Nancy’s account of Joan makes her sound a darling, just like her dead husband. But this was not quite the case (and as for the dead husband, he had been about as reliable as quicksand). While people were drawn to Nancy, so warm and funny, Joan kept the world at bay. She was cool and steely and rather humourless. At work she could be terrifying: a stickler, and a martinet. When the internal telephone rang three times – the signal that Miss Laurie was on the line – her staff would shiver inwardly. What now? Getting a rocket from Miss Laurie was the worst.
Joan had left home at sixteen after a row with her father.
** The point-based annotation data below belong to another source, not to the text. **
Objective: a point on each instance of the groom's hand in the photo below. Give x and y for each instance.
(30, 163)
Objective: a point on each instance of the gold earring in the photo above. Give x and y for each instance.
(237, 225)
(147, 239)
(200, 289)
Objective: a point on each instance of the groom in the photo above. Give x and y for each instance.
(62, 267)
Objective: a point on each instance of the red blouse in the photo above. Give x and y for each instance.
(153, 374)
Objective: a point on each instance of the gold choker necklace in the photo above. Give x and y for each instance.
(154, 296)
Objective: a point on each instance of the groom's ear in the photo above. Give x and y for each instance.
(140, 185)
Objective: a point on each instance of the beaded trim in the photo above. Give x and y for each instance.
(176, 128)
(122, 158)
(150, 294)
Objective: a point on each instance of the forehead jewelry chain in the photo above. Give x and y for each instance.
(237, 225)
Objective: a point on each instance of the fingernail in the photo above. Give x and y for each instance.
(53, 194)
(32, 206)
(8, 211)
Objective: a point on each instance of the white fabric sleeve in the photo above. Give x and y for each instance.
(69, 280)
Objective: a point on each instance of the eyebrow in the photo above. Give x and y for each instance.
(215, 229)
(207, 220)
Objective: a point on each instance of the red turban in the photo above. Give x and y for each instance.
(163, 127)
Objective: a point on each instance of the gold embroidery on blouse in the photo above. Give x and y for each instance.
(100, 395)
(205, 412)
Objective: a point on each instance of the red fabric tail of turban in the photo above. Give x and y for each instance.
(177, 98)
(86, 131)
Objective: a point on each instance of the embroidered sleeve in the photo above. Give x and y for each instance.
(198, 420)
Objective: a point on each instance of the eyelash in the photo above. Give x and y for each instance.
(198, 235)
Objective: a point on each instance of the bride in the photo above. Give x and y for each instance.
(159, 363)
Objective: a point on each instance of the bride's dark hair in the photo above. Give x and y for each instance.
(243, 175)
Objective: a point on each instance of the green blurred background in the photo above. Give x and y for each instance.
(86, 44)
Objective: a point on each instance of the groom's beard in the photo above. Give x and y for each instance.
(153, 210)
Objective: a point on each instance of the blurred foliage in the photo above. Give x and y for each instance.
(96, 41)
She wanted to be a doctor but she became instead a wife, marrying a man of whom her family did not approve. The marriage was short-lived. Paul Seyler was abroad during the war – Joan meanwhile was, like Nancy, a Wren – and he continued to serve with the Gurkhas after it ended. By the time Jonnie gave birth to her son, Nicholas Laurie Seyler, in March 1946, she was effectively a single parent, and living with a friend, Vivyen Bremner, in Sevenoaks, Kent. It was Bremner who taught Joan ‘how to grow and how to use my grimmer experiences in the process’, and it was Bremner who looked after Nicholas when she went back to work in London. Seyler is supposed to have left England for South America in 1948, where he worked as mercenary and a cattle rancher; he died in Argentina two years later. No wonder she was tough.